Gestatten Sie, dass wir uns vorstellen:

Wir, dass sind die Kabarettgruppe "Zugabe“.

Spätestens jetzt werden Sie denken:

ZUGABE, das ist ja vielleicht ein beknackter Name.

Da mögen Sie Recht haben, aber für uns ist dieser Name eine sehr große Hilfe.

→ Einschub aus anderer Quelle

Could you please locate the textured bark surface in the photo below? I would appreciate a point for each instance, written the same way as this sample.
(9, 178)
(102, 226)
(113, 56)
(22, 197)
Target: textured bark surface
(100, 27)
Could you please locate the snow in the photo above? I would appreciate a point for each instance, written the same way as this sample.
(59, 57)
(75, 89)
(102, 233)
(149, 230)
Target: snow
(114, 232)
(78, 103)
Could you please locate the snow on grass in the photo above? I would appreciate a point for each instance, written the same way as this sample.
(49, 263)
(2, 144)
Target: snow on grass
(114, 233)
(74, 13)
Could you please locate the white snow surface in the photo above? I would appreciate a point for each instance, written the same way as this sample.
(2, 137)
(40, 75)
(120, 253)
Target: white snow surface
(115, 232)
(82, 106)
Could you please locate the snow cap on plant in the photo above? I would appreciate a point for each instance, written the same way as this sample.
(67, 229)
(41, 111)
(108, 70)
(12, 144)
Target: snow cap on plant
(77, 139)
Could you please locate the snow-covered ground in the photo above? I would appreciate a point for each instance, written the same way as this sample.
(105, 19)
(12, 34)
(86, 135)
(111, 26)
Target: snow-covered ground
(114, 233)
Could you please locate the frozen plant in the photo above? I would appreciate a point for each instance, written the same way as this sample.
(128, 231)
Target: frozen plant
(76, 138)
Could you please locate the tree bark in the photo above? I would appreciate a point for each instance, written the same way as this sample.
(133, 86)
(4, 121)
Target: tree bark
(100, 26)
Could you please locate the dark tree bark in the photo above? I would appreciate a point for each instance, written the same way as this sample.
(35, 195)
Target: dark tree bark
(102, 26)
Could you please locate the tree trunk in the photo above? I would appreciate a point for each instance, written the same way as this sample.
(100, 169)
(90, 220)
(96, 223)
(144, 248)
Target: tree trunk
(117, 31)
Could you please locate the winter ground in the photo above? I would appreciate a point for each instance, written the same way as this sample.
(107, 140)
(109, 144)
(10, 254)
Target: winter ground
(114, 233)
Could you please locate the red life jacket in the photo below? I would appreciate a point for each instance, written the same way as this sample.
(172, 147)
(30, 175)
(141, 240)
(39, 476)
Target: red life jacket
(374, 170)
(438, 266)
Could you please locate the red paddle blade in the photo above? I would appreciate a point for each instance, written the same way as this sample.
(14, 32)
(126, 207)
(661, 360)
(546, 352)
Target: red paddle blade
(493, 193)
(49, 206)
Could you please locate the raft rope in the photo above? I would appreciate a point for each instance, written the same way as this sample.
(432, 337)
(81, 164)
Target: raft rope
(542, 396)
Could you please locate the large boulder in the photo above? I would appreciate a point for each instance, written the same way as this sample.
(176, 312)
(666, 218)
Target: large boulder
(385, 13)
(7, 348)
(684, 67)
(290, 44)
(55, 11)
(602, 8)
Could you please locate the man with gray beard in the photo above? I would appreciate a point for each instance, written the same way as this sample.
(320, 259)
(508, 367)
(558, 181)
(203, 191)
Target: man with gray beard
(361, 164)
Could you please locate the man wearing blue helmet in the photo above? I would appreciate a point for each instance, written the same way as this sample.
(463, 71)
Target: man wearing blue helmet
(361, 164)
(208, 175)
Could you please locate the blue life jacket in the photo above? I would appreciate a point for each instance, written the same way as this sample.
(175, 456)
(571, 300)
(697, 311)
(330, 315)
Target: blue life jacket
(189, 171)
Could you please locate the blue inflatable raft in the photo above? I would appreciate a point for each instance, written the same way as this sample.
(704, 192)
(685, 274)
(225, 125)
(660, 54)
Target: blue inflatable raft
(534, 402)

So ruft das Publikum des Öfteren schon mal "Zugabe", bevor wir überhaupt angefangen haben. Und das baut uns ungemein auf!

Echt.


Heinz Schaberger

Jahrgang 1963, geboren in Köln

Ich bekenne mich zum Kabarett weil es mir einfach gefällt, sich mit dem alltäglichen humorvoll zu beschäftigen und dadurch etwas Freude in diese rastlose Welt zu bringen.

Mein Lebensmotto:
1. "Humor ist, wenn man trotzdem lacht."
2. "Alles wird gut, nur keiner weiß, wann."


Albert Dingler

Jahrgang 1952, geboren in Köln

Ich bekenne mich zum Kabarett weil ich der Meinung bin, dass es genug Comedy gibt.

Mein Lebensmotto:
"Ich will so bleiben wie ich bin."
(Er darf!)


Paul Perlick

Jahrgang 1957, geboren in Bergheim

Ich bekenne mich zum Kabarett weil unser ganzes Leben sowieso ein einziges Kabarett ist.

Mein Lebensmotto:
"Gesund und satt - wie schön is dat! Amen."
(Kölsches Abendgebet)


Detlev Klausmann

Jahrgang 1956, geboren in Köln

Ich bekenne mich zum Kabarett weil ein Leben ohne Spaß kein Leben ist.

Mein Lebensmotto:
"Der verlorenste Tag aller Tage ist der Tag, an dem Du nicht gelacht hast."

Ich bin dann mal weg.

Wie pflegte unser Urgestein Theo Potes immer zu sagen:

„Alles hat seine Zeit. Und wenn es am Schönsten ist, sollte man Schluss machen.“

Wenn ich so die letzten 14 kabarettistischen Jahre Revue passieren lasse, kann ich gar nicht sagen, was und wann es am Schönsten war. Obwohl mir unser letztes Programm, die „Kultur-Banausen“, am besten gefallen hat.  Vielleicht auch, weil es für mich das anspruchvollste aller Programme war.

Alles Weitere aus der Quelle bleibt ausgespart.